Charles VII was a pragmatic man, something dictated by necessity to ensure his survival. A defence of Joan of Arc at this point was not politically viable: it conflicted with Joan’s stated intentions of driving the English from France. Despite the faults of the Rouen trial it had been sanctioned by the papacy and the Inquisitor of France had been involved. Up until the nullification of the Rouen Trial’s sentence Joan was a heretic [more accurately a schismatic and abjurer]. Her involvement in Charles’s coronation was a political coup-de-grace for the English and problematic for his reign. Monstrelet writing in 1430 attributed to Joan the death of a Burgundian captain, ‘The Pucelle even caused Franquet to be beheaded, whose death was exceedingly lamented by his party’. This displays a hostility that Joan had engendered and, as Jean Juvenal des Ursins’s Audite celi illustrates, a need to create a historical reality in which Joan did not come between the Valois monarch and the Burgundians, (also omitting the murder of John the Fearless) at the Arras summit in 1435, when the Burgundians and Charles VII finally reconciled. Likewise the decision to nullify the Rouen Trial, as opposed to rehabilitating Joan, was a pragmatic decision that prevented Charles being forced to retract, or risk a papal overrule, of his pardons extended to those French who had remained in Normandy after Henry V’s conquest [Vale, 1974, 63]. It was the ‘false articles of accusation (...) [which were] torn out of one copy of the proceedings of 1431 and burnt by the public executioner at Rouen.’[Vale, 1974, 67] However, while this might not have satisfied the d’Arc family, who received no compensation and merely removed the ‘mark or stain of infamy’ that had lingered over the family for twenty-five years, such a pursuit of posthumous ‘justice’ would have sabotaged Joan’s desire to unite the French, drive the English from France (Alençon conspired to bring the English back into Normandy in 1455) and could have uncovered resentment between men such as des Ursins, who had given up a personal fortune of 16,000 écus when he abandoned Paris to support Charles VII, and the ‘collaborateurs’ who remained behind.

  • Taylor, La Pucelle, nos 4, 41, 45, 64, 94, and 102.
  • Malcolm Vale, Charles VII, London, 1974.

Moreover, we are dealing with the mutability of memory and a host of motivations which may have masked the true events of the trial.

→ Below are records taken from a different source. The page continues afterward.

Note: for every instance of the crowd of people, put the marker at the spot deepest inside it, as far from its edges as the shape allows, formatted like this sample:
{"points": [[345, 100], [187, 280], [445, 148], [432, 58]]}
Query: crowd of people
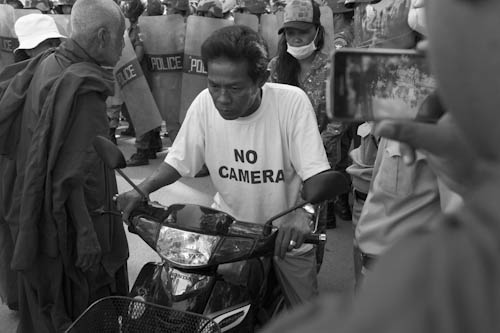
{"points": [[422, 203]]}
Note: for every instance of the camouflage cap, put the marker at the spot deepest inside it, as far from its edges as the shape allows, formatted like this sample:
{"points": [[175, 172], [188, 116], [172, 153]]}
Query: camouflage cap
{"points": [[181, 5], [338, 7], [300, 14], [228, 5], [212, 6]]}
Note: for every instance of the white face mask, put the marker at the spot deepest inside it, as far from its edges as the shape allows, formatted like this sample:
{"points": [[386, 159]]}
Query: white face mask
{"points": [[302, 52]]}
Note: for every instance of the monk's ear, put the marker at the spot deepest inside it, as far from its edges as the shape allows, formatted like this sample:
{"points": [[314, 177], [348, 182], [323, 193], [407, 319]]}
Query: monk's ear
{"points": [[102, 37]]}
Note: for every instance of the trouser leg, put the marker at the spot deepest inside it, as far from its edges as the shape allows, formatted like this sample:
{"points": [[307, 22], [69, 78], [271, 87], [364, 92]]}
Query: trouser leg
{"points": [[297, 276]]}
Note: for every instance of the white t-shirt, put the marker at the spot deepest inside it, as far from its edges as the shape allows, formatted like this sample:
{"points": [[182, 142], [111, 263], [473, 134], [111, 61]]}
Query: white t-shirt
{"points": [[257, 163]]}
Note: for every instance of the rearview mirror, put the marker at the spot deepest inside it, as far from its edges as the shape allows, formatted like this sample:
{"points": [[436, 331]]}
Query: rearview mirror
{"points": [[325, 186], [109, 153]]}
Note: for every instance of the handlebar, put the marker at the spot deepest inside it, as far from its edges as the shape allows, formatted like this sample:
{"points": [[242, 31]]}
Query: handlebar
{"points": [[315, 239]]}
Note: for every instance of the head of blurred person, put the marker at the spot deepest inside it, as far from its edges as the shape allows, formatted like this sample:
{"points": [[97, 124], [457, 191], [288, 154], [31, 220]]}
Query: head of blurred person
{"points": [[236, 58], [464, 75], [302, 35], [277, 6], [132, 10], [154, 8], [36, 33], [62, 6], [98, 27], [209, 8], [15, 3], [41, 6], [227, 8], [180, 7]]}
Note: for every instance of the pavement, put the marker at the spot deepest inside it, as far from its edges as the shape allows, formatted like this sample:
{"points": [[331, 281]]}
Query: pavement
{"points": [[336, 275]]}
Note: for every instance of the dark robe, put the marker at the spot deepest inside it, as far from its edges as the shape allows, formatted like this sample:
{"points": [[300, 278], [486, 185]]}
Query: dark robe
{"points": [[59, 186]]}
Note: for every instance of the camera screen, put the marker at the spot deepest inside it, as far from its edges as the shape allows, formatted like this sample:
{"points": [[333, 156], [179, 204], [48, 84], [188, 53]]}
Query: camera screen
{"points": [[373, 85]]}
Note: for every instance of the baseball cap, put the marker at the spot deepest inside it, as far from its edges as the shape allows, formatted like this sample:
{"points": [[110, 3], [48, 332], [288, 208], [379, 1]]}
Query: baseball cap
{"points": [[340, 7], [300, 14], [228, 5], [213, 6], [181, 5], [32, 29]]}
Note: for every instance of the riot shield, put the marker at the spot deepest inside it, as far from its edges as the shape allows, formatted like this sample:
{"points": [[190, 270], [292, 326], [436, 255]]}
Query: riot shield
{"points": [[63, 23], [194, 76], [326, 19], [8, 40], [135, 90], [163, 38], [269, 27], [249, 20]]}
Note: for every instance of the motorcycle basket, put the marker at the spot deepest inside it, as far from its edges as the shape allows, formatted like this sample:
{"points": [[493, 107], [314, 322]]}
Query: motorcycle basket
{"points": [[129, 315]]}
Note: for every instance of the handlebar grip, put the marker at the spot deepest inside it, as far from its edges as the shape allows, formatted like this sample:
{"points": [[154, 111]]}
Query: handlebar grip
{"points": [[315, 238]]}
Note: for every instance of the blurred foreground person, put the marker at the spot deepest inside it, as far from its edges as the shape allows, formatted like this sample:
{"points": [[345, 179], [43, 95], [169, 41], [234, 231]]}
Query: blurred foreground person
{"points": [[36, 34], [67, 251], [444, 279]]}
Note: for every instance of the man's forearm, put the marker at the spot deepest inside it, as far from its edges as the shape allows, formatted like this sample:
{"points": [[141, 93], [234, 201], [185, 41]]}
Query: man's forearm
{"points": [[163, 176]]}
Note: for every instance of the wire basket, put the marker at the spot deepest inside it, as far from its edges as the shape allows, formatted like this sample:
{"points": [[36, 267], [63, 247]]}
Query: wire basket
{"points": [[129, 315]]}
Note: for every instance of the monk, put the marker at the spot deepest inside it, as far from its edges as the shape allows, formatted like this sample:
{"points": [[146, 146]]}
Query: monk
{"points": [[67, 252]]}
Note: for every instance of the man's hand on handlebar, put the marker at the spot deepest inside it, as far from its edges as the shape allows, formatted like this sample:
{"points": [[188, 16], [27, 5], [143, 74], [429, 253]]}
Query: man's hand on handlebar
{"points": [[292, 232], [127, 201]]}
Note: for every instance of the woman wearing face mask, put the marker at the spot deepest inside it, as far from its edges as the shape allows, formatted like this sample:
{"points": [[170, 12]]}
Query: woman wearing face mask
{"points": [[301, 62]]}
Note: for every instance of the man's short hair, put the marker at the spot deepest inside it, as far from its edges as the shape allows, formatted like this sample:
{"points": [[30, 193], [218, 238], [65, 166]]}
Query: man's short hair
{"points": [[238, 43]]}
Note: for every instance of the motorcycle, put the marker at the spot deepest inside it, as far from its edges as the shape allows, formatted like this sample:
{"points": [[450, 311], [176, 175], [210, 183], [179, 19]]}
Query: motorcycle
{"points": [[211, 263]]}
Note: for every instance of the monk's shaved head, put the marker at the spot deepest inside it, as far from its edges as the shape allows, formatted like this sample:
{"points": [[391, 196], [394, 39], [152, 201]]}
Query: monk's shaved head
{"points": [[88, 16], [98, 27]]}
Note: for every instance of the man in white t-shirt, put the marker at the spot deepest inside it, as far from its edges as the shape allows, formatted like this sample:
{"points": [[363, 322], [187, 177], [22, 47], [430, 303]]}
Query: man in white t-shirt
{"points": [[259, 141]]}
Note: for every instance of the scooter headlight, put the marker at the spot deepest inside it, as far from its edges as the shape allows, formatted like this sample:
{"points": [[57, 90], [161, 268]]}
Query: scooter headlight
{"points": [[185, 248]]}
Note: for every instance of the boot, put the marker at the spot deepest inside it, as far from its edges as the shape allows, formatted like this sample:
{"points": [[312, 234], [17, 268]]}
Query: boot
{"points": [[331, 220], [138, 159], [151, 154], [342, 207]]}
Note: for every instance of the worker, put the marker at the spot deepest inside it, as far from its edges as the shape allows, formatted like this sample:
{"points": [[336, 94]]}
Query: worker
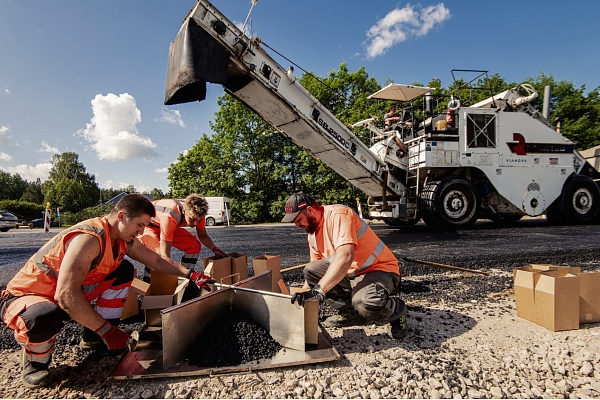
{"points": [[166, 230], [81, 264], [350, 268]]}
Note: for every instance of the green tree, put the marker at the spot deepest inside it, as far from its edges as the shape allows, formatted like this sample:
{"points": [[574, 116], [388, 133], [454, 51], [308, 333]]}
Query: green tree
{"points": [[12, 187], [157, 194], [578, 113], [71, 174], [68, 194]]}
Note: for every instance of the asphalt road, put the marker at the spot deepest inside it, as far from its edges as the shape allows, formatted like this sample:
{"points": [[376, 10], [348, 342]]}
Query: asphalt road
{"points": [[484, 247]]}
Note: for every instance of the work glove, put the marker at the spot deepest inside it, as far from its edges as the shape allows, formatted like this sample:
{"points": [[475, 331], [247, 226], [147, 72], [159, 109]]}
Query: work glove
{"points": [[218, 253], [316, 293], [200, 280], [113, 337]]}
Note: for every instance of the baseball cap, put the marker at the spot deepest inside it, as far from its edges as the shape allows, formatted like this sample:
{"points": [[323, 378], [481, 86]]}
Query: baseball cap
{"points": [[296, 203]]}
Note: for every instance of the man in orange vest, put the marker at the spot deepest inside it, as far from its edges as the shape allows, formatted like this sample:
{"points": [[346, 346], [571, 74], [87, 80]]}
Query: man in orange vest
{"points": [[350, 268], [81, 264], [166, 230]]}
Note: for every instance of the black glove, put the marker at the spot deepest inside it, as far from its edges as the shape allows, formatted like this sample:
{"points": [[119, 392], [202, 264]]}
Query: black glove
{"points": [[316, 293], [200, 280]]}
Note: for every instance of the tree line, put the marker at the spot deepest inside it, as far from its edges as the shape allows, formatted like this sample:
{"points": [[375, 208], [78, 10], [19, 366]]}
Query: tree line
{"points": [[257, 168]]}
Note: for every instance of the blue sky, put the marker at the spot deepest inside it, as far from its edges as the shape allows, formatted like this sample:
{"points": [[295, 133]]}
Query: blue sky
{"points": [[89, 76]]}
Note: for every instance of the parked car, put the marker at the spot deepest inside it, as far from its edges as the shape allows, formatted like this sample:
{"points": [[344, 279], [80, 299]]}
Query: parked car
{"points": [[39, 223], [7, 221]]}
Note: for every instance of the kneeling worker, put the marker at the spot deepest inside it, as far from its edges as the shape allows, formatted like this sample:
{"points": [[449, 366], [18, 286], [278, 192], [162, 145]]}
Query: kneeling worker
{"points": [[350, 268], [81, 264], [166, 230]]}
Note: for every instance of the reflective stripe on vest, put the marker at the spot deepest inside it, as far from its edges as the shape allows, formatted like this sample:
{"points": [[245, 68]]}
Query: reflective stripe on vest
{"points": [[39, 256]]}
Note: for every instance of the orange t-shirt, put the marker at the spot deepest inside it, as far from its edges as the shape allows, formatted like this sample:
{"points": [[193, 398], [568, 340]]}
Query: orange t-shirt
{"points": [[341, 225], [169, 217]]}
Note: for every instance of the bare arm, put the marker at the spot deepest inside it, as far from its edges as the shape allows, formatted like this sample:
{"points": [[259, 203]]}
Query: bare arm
{"points": [[344, 256], [204, 238], [160, 263], [80, 252]]}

Accusations are made, some verifiable others not that the Rouen Record is wholly untrustworthy as a source. We hear of secret scribes hidden behind curtains, coercion, and one incident of a manifest change between the French minutes (a record kept contemporaneously to the trial) and the three Latin records which were produced after the trial.

TheGreenReaper7

Is this for a paper (and if so what level, uni or school)? I'm happy to help, but I'd prefer to know.